For months now the rising price of fuel has been a dominant issue for transport operators – particularly smaller operators who struggle to pass on the increases. But, the focus on fuel costs should not be allowed to eclipse completely some of the more strategic challenges that face the industry.
And a report by MPs last month did us all a service by highlighting the need for investment in ports and airports.
The report on Transport and the Economy by the House of Commons Transport Committee called for a white paper on transport strategy saying that the government needed to explain how its spending on transport would deliver economic growth and development.
The government needed a much stronger strategy for developing the UK’s major ports and airports, MPs said. “Improving connectivity through these key international gateways simply does not feature prominently enough in the government’s current approach to the economy.”

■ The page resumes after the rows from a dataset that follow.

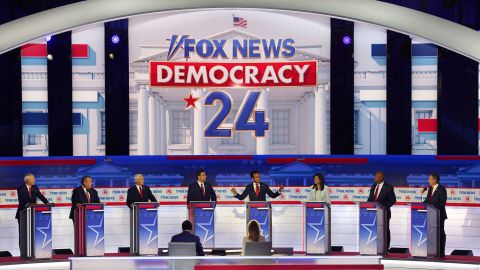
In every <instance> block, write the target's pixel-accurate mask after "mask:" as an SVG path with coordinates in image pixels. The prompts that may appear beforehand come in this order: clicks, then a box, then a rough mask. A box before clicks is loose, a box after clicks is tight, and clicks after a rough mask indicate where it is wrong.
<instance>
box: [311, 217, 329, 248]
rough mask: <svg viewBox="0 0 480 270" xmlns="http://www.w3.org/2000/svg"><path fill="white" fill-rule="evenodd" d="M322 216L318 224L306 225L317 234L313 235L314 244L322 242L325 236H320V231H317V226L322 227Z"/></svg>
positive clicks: (322, 222)
mask: <svg viewBox="0 0 480 270" xmlns="http://www.w3.org/2000/svg"><path fill="white" fill-rule="evenodd" d="M324 217H325V216H324V215H322V218H321V219H320V222H318V223H308V226H310V228H312V229H313V230H315V231H316V232H317V234H316V235H315V240H314V241H313V243H314V244H316V243H318V241H320V240H322V239H323V238H324V237H325V234H322V235H320V229H318V227H319V226H322V225H323V219H324Z"/></svg>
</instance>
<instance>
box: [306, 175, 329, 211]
mask: <svg viewBox="0 0 480 270" xmlns="http://www.w3.org/2000/svg"><path fill="white" fill-rule="evenodd" d="M308 200H309V201H311V202H326V203H328V204H330V202H331V201H330V192H329V191H328V187H327V186H326V185H325V177H324V176H323V174H321V173H316V174H315V175H314V176H313V186H312V187H311V189H310V196H309V198H308Z"/></svg>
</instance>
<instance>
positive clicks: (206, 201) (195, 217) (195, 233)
mask: <svg viewBox="0 0 480 270" xmlns="http://www.w3.org/2000/svg"><path fill="white" fill-rule="evenodd" d="M215 205H216V202H214V201H213V202H212V201H197V202H190V210H189V217H190V220H191V221H192V223H193V232H194V233H195V234H196V235H197V236H198V237H199V238H200V242H202V245H203V247H204V248H213V247H215Z"/></svg>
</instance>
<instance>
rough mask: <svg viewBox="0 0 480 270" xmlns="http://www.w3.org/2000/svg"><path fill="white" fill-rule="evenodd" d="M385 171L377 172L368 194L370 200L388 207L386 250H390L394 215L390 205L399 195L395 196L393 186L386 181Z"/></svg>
mask: <svg viewBox="0 0 480 270" xmlns="http://www.w3.org/2000/svg"><path fill="white" fill-rule="evenodd" d="M384 177H385V176H384V174H383V172H376V173H375V178H374V181H375V183H374V184H373V185H372V187H371V188H370V194H369V195H368V201H369V202H377V203H379V204H381V205H383V206H384V207H386V208H387V224H385V225H386V227H387V239H386V248H387V250H385V252H388V249H389V248H390V218H391V217H392V212H391V211H390V207H392V206H393V205H394V204H395V203H396V202H397V197H396V196H395V191H394V190H393V186H391V185H389V184H387V183H385V181H384Z"/></svg>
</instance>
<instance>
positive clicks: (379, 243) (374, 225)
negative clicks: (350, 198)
mask: <svg viewBox="0 0 480 270" xmlns="http://www.w3.org/2000/svg"><path fill="white" fill-rule="evenodd" d="M358 205H359V223H358V224H359V228H358V234H359V235H358V245H359V249H360V254H361V255H383V254H385V252H386V248H387V247H386V237H387V226H386V222H387V211H386V210H387V209H386V208H385V207H383V205H381V204H379V203H376V202H363V203H359V204H358Z"/></svg>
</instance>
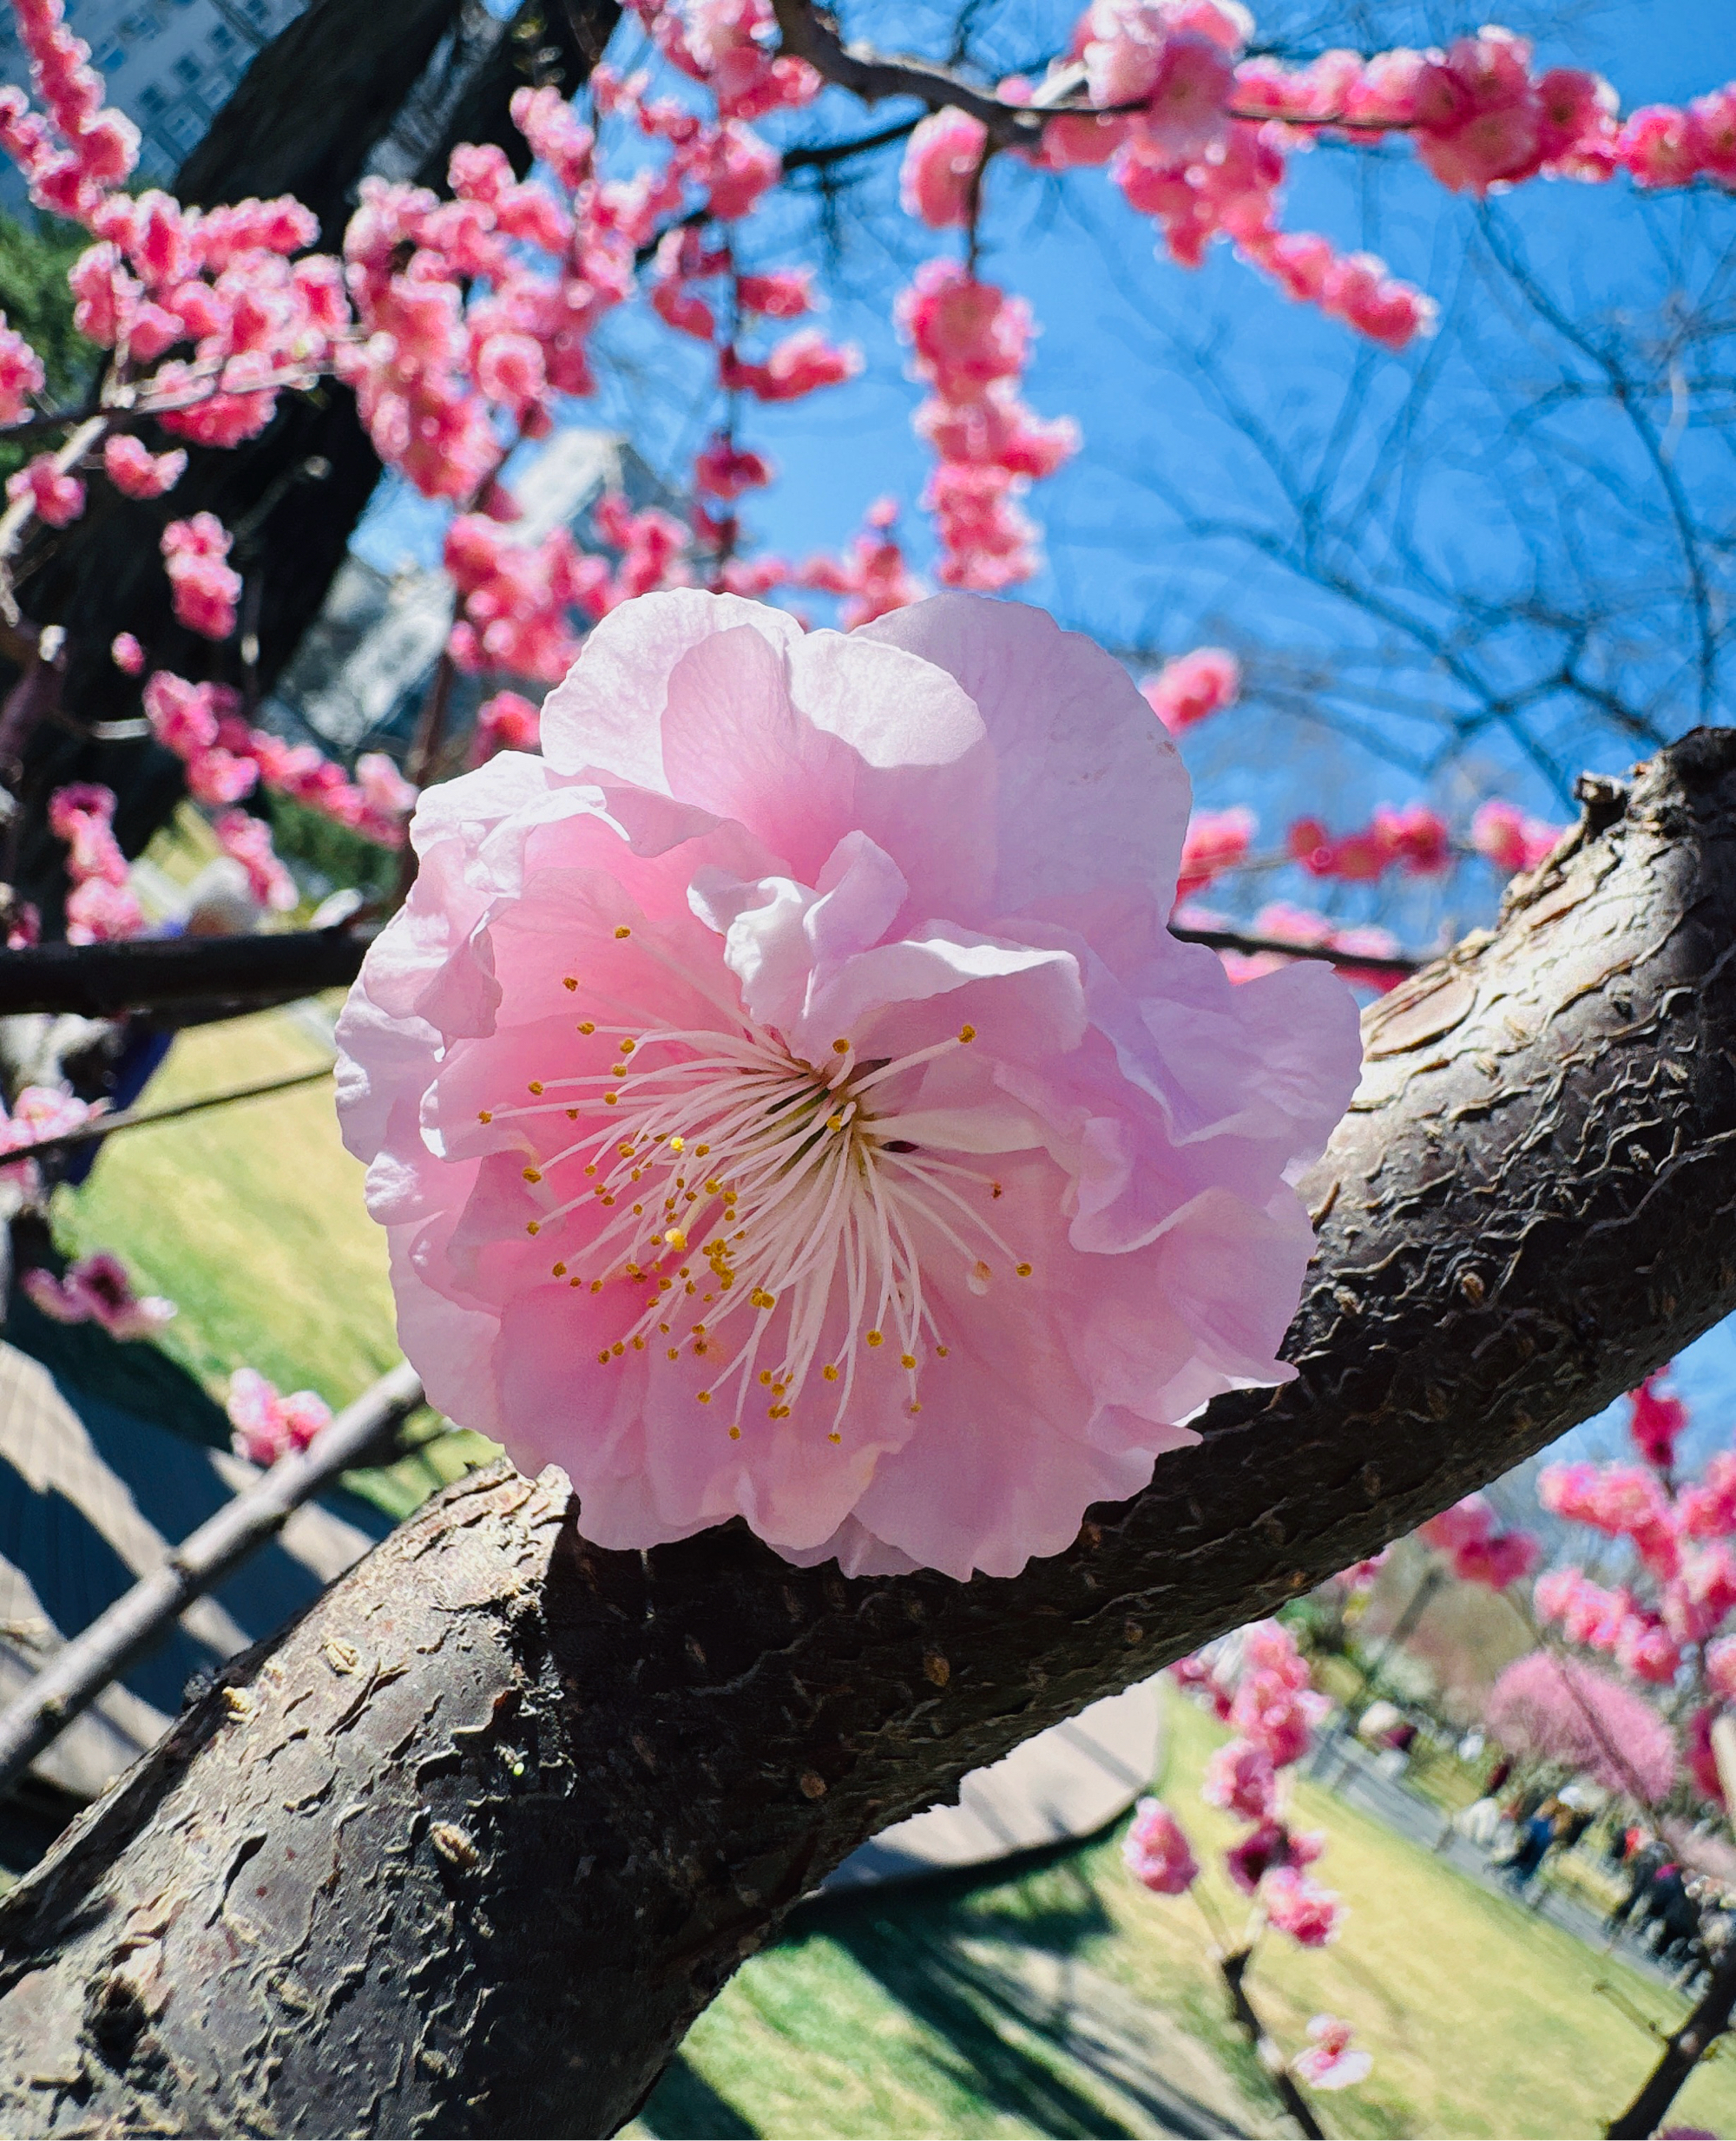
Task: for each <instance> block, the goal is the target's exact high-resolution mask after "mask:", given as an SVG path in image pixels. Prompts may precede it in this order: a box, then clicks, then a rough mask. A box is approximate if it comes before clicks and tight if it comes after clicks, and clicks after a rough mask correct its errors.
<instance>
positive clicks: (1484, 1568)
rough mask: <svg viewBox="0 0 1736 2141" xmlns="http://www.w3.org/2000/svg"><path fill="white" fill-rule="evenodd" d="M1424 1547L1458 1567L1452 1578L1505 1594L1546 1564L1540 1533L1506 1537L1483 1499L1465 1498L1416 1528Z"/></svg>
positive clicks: (1494, 1515) (1516, 1529) (1469, 1495)
mask: <svg viewBox="0 0 1736 2141" xmlns="http://www.w3.org/2000/svg"><path fill="white" fill-rule="evenodd" d="M1417 1537H1419V1539H1421V1542H1423V1546H1432V1548H1434V1550H1436V1552H1438V1554H1445V1557H1447V1559H1449V1561H1451V1565H1453V1576H1458V1580H1460V1582H1464V1584H1488V1586H1490V1591H1505V1589H1507V1584H1516V1582H1520V1580H1522V1578H1526V1576H1531V1571H1533V1569H1535V1567H1537V1563H1539V1561H1541V1559H1543V1542H1541V1539H1539V1537H1537V1533H1535V1531H1518V1529H1511V1531H1505V1529H1501V1524H1498V1522H1496V1514H1494V1509H1492V1505H1490V1503H1488V1501H1483V1497H1481V1494H1466V1497H1464V1501H1456V1503H1453V1505H1451V1509H1443V1512H1441V1516H1432V1518H1430V1520H1428V1522H1426V1524H1419V1527H1417Z"/></svg>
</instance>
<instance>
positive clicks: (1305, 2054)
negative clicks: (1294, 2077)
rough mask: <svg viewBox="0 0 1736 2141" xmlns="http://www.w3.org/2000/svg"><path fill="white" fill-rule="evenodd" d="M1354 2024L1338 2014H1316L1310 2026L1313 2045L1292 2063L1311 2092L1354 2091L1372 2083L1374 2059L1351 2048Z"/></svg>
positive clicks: (1295, 2068) (1291, 2066) (1293, 2068)
mask: <svg viewBox="0 0 1736 2141" xmlns="http://www.w3.org/2000/svg"><path fill="white" fill-rule="evenodd" d="M1351 2034H1353V2032H1351V2025H1349V2023H1346V2021H1340V2019H1338V2017H1336V2015H1314V2019H1312V2021H1310V2023H1308V2036H1310V2038H1312V2043H1310V2045H1308V2049H1306V2051H1299V2053H1297V2055H1295V2058H1293V2060H1291V2072H1293V2075H1295V2079H1297V2081H1306V2083H1308V2087H1310V2090H1353V2087H1355V2085H1357V2083H1359V2081H1368V2075H1370V2070H1372V2068H1374V2060H1372V2058H1370V2055H1368V2053H1366V2051H1353V2049H1351Z"/></svg>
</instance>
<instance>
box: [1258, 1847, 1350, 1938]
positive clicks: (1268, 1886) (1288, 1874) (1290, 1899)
mask: <svg viewBox="0 0 1736 2141" xmlns="http://www.w3.org/2000/svg"><path fill="white" fill-rule="evenodd" d="M1261 1901H1263V1903H1265V1916H1267V1923H1269V1925H1271V1927H1274V1929H1276V1931H1280V1933H1289V1935H1291V1940H1295V1942H1297V1946H1301V1948H1323V1946H1325V1944H1327V1942H1329V1940H1336V1938H1338V1933H1340V1927H1342V1925H1344V1916H1346V1912H1344V1905H1342V1903H1340V1901H1338V1897H1336V1895H1334V1893H1331V1891H1329V1888H1321V1886H1319V1884H1316V1882H1312V1880H1310V1878H1308V1876H1306V1873H1301V1871H1297V1869H1295V1867H1276V1869H1274V1871H1271V1873H1267V1876H1265V1884H1263V1888H1261Z"/></svg>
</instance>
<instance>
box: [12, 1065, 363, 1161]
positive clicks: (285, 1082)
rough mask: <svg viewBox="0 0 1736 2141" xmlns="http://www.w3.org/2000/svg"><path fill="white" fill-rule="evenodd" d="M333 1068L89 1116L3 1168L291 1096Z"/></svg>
mask: <svg viewBox="0 0 1736 2141" xmlns="http://www.w3.org/2000/svg"><path fill="white" fill-rule="evenodd" d="M334 1068H336V1064H317V1066H315V1068H313V1070H291V1073H289V1075H287V1077H263V1079H259V1081H257V1083H253V1085H235V1088H233V1090H231V1092H208V1094H203V1096H201V1098H197V1100H171V1103H167V1105H165V1107H124V1109H118V1111H116V1113H113V1115H92V1118H90V1122H81V1124H79V1126H77V1128H75V1130H60V1133H58V1135H56V1137H39V1139H36V1143H34V1145H11V1148H9V1150H6V1154H4V1163H6V1167H11V1165H13V1163H15V1160H41V1158H45V1156H47V1154H49V1152H71V1150H73V1145H94V1143H96V1141H98V1139H103V1137H111V1135H113V1133H116V1130H139V1128H143V1126H146V1124H150V1122H178V1120H180V1118H182V1115H203V1111H205V1109H208V1107H229V1105H231V1103H233V1100H263V1098H265V1096H268V1094H274V1092H291V1090H293V1088H295V1085H315V1083H319V1079H328V1077H330V1075H332V1070H334Z"/></svg>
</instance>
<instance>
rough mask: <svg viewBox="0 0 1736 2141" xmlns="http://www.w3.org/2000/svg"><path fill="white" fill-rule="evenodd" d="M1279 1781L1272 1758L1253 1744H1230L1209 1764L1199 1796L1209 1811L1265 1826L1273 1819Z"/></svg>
mask: <svg viewBox="0 0 1736 2141" xmlns="http://www.w3.org/2000/svg"><path fill="white" fill-rule="evenodd" d="M1276 1788H1278V1777H1276V1771H1274V1766H1271V1756H1269V1753H1267V1751H1265V1747H1257V1745H1254V1743H1252V1741H1246V1738H1235V1741H1227V1743H1224V1745H1222V1747H1218V1749H1216V1751H1214V1753H1212V1760H1209V1762H1207V1764H1205V1781H1203V1783H1201V1788H1199V1796H1201V1798H1203V1801H1205V1805H1207V1807H1222V1809H1224V1811H1227V1813H1239V1816H1242V1820H1244V1822H1265V1820H1269V1816H1271V1805H1274V1792H1276Z"/></svg>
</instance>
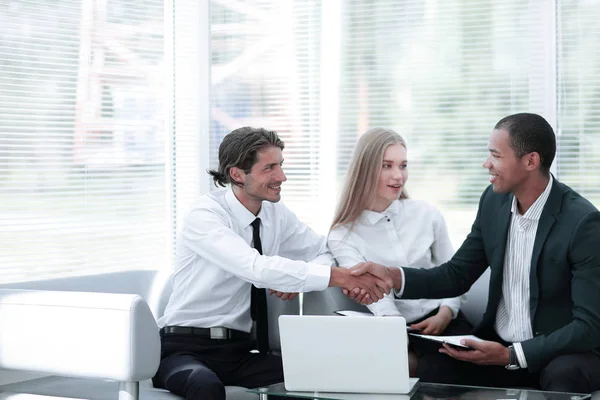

MPs were particularly critical of the lack of regional planning for transport. “The current government has swept away the regional tier of planning and many institutions that played a key role in the development of strategic priorities for transport spending in support of economic development. This has created a vacuum that has left regions without the institutions and arrangements they need to plan and prioritise sub-national transport schemes and other significant transport infrastructure.”
And the MPs highlighted the fact that arrangements to fill the void might not be in place until the end of this parliament. Committee chair Louise Ellman said: “This delay is likely to weaken decision making and widen the economic divisions between regions.”
They also warned that there was an urgent need to increase transport investment in the north of the country to boost the capacity for economic growth.
At the end of the day, infrastructure is a competitive issue. Poor infrastructure is no mere inconvenience – it pushes up logistics costs and damages competitiveness. It’s time for the government to get a grip.